House of The Lord, Psalm 122

There are several typical reasons people give for not wanting to “go to church.”  You’ve probably heard them.  Maybe you’ve used one of them yourself!  Such as: “I just went because my mother made me when I was a kid” or “It’s the only day I have to sleep-in and relax” or “There are just too many hypocrites in the church.”  Good excuses?  Not for the true disciple who loves the Lord and wants to honor him in corporate worship and discipleship.  

It was no different for the Jews during the Old Testament days.  As they got caught up in all the
diversions of life, making a living, doing family stuff, taking care of things around home, enjoying
whatever leisure time was available, going to Jerusalem could become something “extra” that they just didn’t have time for.  But the author of Psalm 122, as he ascends to the temple mount, felt differently.

“When they said, ‘Let’s go to the house of the Lord,’ my heart leaped for joy!  And now we’re here, oh Jerusalem, inside Jerusalem’s walls.  Jerusalem, a well-built city, built as a place for worship, the city to which the tribes ascend, all God’s tribes go up to worship, to give thanks to the name of God.”

Psalm 120 was a song of repentance.  Psalm 121 was a song of trust.  Now Psalm 122 is a song of worship.  As the people of Israel made their way toward the capital city, as they progressed up the mountain toward the temple, this song would help them prepare with the right attitude.  All may not be good in their life, struggles may be present, wrongdoing may need correcting, but that can all be better dealt with as they properly look to God in worship.  

Indeed, Christians should worship because they want to, not because they are forced to.  But that doesn’t mean they worship only when the feel like it.  Feelings are great liars, not dependable for the actions we need to take.  Bible students know that God’s Word wastes little time dealing with feelings.  From experience we know this: you can act your way into a better way of feeling, much more than you can feel your way into a better way of acting.  

Can we worship by just staying home and reading our Bible?  Sometimes that’s our only option - when sickness or other things prevent corporate worship.  But when we stay home, we miss a lot.  Our Bible reading can become conditioned by our culture, our understanding limited by our ignorance, distorted by our prejudices.  When we worship as part of the congregation, we have resources that can help deepen our understanding, provide perspective as life’s challenges come, sharpen our spiritual tools.  

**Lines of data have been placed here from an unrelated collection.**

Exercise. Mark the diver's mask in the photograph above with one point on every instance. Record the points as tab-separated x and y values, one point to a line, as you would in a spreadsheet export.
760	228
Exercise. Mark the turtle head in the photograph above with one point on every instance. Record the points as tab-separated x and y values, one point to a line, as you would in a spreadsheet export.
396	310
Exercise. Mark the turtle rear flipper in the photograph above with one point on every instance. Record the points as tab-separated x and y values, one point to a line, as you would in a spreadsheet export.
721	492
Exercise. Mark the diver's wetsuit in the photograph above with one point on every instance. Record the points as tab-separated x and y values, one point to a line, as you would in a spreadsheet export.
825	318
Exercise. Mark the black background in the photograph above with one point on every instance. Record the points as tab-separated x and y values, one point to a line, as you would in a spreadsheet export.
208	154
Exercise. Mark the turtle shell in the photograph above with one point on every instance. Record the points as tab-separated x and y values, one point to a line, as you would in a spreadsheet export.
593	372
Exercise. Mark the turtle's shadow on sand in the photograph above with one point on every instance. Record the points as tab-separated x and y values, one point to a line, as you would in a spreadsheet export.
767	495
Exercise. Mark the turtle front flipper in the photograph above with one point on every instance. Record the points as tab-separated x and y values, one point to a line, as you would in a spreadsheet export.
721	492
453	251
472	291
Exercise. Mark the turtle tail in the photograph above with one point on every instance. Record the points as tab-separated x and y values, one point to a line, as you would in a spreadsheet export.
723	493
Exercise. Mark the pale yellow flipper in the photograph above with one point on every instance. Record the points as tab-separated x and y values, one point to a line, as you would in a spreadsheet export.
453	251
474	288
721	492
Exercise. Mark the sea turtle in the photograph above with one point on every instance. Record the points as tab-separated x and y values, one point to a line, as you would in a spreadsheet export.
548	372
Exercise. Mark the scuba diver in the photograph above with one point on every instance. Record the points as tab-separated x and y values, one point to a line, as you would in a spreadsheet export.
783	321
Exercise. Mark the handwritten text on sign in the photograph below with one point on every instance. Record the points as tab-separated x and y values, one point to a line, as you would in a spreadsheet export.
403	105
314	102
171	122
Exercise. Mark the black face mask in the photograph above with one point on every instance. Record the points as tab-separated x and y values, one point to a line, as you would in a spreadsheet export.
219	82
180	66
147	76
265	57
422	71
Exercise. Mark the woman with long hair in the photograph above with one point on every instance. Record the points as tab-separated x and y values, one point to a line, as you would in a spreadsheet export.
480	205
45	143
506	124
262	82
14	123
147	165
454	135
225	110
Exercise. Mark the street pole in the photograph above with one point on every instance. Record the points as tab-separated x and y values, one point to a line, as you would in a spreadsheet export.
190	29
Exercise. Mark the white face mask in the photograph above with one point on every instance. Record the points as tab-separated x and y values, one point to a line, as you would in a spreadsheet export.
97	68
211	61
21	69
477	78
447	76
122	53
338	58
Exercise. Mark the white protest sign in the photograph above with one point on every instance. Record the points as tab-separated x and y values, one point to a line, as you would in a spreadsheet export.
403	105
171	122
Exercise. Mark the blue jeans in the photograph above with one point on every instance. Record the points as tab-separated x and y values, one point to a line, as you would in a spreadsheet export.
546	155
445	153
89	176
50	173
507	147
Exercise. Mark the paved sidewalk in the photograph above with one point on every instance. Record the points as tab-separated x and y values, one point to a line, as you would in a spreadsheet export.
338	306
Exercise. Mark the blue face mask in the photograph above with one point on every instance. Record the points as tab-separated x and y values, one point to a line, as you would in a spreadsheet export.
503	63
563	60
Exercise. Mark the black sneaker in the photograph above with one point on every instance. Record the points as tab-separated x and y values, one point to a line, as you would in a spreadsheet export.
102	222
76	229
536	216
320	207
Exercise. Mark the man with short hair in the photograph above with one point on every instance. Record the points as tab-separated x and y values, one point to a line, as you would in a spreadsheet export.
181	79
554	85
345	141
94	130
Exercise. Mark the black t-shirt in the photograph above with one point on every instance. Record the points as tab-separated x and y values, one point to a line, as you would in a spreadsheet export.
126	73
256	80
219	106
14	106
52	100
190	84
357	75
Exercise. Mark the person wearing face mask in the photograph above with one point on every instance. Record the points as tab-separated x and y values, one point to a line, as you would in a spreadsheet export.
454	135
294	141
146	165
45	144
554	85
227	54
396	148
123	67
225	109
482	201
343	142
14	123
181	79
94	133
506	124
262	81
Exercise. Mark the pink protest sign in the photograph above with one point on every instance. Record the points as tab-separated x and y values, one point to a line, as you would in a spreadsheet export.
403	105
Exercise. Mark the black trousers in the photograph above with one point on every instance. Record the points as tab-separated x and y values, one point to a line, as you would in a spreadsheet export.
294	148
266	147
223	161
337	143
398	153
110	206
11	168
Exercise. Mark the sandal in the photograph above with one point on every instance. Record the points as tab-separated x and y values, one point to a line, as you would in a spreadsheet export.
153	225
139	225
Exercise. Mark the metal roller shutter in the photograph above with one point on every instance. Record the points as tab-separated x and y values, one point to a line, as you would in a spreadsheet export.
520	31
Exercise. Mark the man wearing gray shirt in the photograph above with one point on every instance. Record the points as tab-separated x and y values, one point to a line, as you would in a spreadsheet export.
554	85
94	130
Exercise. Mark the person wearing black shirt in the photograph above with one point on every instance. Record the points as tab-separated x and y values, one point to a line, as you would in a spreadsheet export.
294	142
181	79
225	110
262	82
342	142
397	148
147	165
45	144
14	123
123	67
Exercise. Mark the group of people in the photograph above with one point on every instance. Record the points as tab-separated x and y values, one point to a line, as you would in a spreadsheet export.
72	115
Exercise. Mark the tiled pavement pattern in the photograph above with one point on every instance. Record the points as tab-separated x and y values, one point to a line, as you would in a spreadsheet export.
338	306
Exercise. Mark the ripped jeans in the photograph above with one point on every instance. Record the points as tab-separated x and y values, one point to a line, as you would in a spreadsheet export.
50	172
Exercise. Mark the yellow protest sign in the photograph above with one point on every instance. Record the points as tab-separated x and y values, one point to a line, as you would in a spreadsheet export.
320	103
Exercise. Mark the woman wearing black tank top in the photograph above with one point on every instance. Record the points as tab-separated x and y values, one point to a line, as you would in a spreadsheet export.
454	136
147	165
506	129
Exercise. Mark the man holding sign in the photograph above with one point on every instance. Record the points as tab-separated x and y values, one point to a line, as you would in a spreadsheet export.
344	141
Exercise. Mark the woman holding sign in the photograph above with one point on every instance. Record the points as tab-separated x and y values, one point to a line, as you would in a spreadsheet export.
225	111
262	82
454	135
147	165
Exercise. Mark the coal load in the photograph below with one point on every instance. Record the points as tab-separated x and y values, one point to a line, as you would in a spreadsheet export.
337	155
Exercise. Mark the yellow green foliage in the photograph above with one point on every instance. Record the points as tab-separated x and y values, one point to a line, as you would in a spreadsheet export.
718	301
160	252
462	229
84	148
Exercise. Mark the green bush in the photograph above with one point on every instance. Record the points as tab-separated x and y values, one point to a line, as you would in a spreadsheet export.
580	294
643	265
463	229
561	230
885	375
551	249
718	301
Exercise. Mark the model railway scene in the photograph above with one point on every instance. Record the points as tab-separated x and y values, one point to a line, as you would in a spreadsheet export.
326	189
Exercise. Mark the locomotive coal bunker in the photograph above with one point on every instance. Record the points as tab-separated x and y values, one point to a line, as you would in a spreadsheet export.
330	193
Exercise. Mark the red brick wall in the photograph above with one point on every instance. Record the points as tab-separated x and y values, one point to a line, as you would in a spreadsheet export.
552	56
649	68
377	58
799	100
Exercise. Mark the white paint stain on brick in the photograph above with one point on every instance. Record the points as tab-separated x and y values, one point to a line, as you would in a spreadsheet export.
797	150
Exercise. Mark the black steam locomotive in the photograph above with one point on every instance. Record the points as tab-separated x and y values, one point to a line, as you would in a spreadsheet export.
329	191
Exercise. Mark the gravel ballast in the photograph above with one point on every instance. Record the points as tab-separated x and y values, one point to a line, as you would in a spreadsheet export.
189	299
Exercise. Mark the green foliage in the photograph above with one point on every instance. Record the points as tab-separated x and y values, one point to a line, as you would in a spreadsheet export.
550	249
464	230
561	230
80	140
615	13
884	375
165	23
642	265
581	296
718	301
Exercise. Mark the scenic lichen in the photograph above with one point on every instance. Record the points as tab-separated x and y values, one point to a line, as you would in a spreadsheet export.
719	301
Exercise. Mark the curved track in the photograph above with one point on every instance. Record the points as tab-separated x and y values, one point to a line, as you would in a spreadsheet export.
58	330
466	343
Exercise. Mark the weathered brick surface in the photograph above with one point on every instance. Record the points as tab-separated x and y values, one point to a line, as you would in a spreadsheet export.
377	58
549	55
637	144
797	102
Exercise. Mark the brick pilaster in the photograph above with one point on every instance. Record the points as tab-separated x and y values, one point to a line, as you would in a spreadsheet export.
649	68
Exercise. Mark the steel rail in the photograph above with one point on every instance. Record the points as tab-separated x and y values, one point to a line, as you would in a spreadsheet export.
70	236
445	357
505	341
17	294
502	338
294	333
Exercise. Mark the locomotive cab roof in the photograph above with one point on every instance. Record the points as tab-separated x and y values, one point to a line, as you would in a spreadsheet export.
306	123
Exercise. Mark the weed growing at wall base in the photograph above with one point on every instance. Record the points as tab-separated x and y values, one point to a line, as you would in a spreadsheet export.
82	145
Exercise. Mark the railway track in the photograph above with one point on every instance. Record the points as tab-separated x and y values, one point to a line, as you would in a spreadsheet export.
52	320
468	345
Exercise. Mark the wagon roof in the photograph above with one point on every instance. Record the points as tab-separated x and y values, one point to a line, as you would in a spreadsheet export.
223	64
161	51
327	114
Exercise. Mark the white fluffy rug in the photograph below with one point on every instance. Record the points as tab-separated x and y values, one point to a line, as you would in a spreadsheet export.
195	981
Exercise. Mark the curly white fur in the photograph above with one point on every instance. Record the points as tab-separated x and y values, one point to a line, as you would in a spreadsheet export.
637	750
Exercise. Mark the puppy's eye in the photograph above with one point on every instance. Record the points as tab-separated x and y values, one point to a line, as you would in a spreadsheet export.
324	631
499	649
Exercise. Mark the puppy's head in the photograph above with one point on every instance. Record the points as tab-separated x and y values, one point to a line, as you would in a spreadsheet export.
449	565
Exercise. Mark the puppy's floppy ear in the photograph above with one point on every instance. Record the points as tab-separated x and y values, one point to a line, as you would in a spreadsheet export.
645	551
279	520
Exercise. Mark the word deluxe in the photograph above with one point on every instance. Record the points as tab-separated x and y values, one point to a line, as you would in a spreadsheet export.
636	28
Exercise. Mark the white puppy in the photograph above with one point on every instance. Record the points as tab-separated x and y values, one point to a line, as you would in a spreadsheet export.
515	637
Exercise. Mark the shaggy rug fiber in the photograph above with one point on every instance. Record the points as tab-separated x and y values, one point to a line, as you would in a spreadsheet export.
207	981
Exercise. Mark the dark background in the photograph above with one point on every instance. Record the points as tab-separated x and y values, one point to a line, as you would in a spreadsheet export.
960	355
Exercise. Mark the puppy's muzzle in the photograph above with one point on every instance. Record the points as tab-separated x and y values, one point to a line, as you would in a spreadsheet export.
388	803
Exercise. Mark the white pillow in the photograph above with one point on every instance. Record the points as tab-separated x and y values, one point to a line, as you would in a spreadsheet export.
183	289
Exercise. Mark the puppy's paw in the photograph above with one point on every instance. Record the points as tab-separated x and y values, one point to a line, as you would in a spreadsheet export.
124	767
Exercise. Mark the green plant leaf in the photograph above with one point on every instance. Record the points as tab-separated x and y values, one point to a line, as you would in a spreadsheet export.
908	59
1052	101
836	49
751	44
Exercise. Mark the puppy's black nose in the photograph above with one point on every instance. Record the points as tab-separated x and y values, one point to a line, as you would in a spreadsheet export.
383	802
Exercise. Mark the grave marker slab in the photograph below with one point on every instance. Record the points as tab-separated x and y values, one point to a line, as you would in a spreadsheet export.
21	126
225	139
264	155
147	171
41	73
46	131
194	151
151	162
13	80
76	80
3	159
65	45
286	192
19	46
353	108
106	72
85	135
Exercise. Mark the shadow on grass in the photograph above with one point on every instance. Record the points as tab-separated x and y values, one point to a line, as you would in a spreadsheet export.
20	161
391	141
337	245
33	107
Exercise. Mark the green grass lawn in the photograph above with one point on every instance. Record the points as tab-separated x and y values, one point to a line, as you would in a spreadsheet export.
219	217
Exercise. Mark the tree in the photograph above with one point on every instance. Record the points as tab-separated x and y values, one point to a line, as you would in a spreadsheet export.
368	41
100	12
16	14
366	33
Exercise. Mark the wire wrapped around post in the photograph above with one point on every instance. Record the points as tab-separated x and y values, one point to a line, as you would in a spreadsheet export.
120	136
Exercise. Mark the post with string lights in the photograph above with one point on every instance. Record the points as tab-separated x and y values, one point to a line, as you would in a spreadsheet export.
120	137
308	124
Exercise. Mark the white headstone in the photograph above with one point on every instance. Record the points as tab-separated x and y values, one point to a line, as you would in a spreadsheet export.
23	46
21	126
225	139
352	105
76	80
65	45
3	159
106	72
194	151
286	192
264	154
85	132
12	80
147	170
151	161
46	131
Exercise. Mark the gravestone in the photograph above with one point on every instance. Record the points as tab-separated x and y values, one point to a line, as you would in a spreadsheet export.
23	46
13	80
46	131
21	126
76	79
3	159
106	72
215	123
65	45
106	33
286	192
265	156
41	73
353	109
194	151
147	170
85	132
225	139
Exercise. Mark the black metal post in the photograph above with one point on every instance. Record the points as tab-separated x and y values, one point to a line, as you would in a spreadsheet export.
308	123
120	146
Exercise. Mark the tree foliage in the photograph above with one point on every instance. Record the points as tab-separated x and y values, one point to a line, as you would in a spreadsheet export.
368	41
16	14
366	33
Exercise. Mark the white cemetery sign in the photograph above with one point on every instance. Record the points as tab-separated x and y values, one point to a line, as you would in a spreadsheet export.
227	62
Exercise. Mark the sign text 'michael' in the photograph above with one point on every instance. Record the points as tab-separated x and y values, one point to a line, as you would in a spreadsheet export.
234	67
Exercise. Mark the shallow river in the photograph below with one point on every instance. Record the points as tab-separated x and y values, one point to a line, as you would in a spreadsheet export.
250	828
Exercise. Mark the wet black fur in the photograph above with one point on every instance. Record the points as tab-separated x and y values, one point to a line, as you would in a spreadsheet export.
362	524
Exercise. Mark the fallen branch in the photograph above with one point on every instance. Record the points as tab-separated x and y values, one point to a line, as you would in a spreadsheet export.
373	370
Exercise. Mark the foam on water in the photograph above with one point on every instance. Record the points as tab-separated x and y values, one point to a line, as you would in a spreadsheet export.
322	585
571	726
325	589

Worship is much more than music.  Yes, we sing praises, but we also listen as a “preacher” provides a homily on the Bible text to help us learn and grow and obey.  We remember what Jesus did as we participate in the communion portion of worship.  We bring our offerings to help fund ministry.  We offer up personal and corporate prayers as we seek God’s will for ourselves and the church.  And we connect with fellow believers so that together we provide encouragement and challenge to live for God. And worship goes further.  Paul says it is best illustrated by what we do, how we serve sacrificially (Romans 12:1), a true indication of spiritual worship.